The Maritime Hotel is a luxury boutique hotel located at 363 West 16th Street at Ninth Avenue in the Chelsea neighborhood of Manhattan, New York City, close to the Meatpacking District. It has 121 rooms and 5 suites, all decorated in a nautical theme, in line with the building's maritime history, and the porthole-inspired facade.

==Building==
New Orleans–based architect Albert C. Ledner designed three buildings for the National Maritime Union of America in the 1960s, all white buildings that prominently featured portholes as an architectural feature. The first, in 1964, was the union's headquarters building at Seventh Avenue between 12th Street and 13th Street, which became part of the now-closed St. Vincent's Medical Center and is now the Lenox Health Greenwich Village Phyllis and William Mack Pavilion. The second was the building at 346 West 17th Street, which runs through to 16th Street, which the union used as an annex to their headquarters.
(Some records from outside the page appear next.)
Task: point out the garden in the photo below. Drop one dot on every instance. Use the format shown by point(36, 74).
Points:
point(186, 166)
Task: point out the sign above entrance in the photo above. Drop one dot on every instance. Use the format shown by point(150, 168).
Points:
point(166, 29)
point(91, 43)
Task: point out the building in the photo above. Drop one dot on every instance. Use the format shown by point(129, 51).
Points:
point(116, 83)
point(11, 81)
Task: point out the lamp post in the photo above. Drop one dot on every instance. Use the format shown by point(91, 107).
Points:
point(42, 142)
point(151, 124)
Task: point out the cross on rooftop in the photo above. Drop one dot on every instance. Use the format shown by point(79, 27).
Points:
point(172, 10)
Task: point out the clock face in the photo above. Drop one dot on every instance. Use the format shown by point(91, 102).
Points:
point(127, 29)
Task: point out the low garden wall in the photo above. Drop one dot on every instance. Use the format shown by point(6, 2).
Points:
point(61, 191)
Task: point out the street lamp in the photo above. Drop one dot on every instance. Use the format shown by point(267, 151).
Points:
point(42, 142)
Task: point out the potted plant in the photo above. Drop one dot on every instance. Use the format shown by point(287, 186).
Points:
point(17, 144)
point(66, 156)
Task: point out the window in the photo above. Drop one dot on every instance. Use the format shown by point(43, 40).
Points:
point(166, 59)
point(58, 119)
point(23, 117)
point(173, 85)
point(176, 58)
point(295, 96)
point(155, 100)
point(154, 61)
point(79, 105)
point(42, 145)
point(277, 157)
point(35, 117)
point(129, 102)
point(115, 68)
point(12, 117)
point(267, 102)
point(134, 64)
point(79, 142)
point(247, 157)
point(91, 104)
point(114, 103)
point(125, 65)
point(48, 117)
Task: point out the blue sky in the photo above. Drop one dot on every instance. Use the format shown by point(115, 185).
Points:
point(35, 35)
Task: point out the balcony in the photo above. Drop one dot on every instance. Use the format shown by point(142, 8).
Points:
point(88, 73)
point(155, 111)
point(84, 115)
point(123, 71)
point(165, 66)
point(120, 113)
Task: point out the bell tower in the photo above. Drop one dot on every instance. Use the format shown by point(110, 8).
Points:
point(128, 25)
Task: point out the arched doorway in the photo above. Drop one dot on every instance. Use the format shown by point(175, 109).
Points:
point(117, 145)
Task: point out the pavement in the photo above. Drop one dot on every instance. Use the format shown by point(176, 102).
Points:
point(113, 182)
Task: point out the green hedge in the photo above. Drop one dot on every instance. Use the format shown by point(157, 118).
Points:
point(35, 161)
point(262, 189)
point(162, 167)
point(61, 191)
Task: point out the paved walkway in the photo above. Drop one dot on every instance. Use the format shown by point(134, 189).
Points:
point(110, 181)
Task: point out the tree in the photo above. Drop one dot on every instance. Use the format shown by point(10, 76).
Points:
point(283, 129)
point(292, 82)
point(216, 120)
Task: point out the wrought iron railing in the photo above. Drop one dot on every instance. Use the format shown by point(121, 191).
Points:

The final one was the "pizza box" building which became the Maritime Hotel, whose primary facade faces Ninth Avenue.

The 17th Street building was completed in 1966, and the Ninth Avenue building a few years later; they were named the Joseph Curran Annex (17th Street) and Plaza (Ninth Avenue), after the union's first president. The Curran buildings held offices for the union and its pension fund, medical and training facilities, dormitory rooms for seaman, a gymnasium, swimming pool and 900-seat auditorium.

The fortunes of the union collapsed due to reduced activity in the Port of New York, and the two buildings at Ninth and 17th were sold in 1987 to Covenant House, a drug-rehabilitation program, which used them as a shelter and educational facility for runaways, and then in 1994 to the Chinese government, which operated them as the New York Service Center for Chinese Study Fellows, which provided housing and other services for Chinese artists, students and businessmen. In 2001, Sean K. MacPherson and Eric Goode, two nightclub and restaurant entrepreneurs, bought Ninth Avenue "pizza box" building for $19 million, and began converting it into a hotel with developers Richard Born and Ira Drukier. The hotel opened in 2003.

In the 1990s, the 17th Street building had its unique sloped facades – created to meet the setback requirements of the 1961 Zoning Resolution – covered up with fake brickface storefronts, designed to "unify" the building with the rest of the block and eliminate the "total lack of human scale" of the sloped facade; the alteration appalled Ledner when he came to visit in September 2007. It was converted into another hotel in 2011, named the Dream Downtown Hotel, designed by Frank Fusaro. The brickface from the 1990s was removed.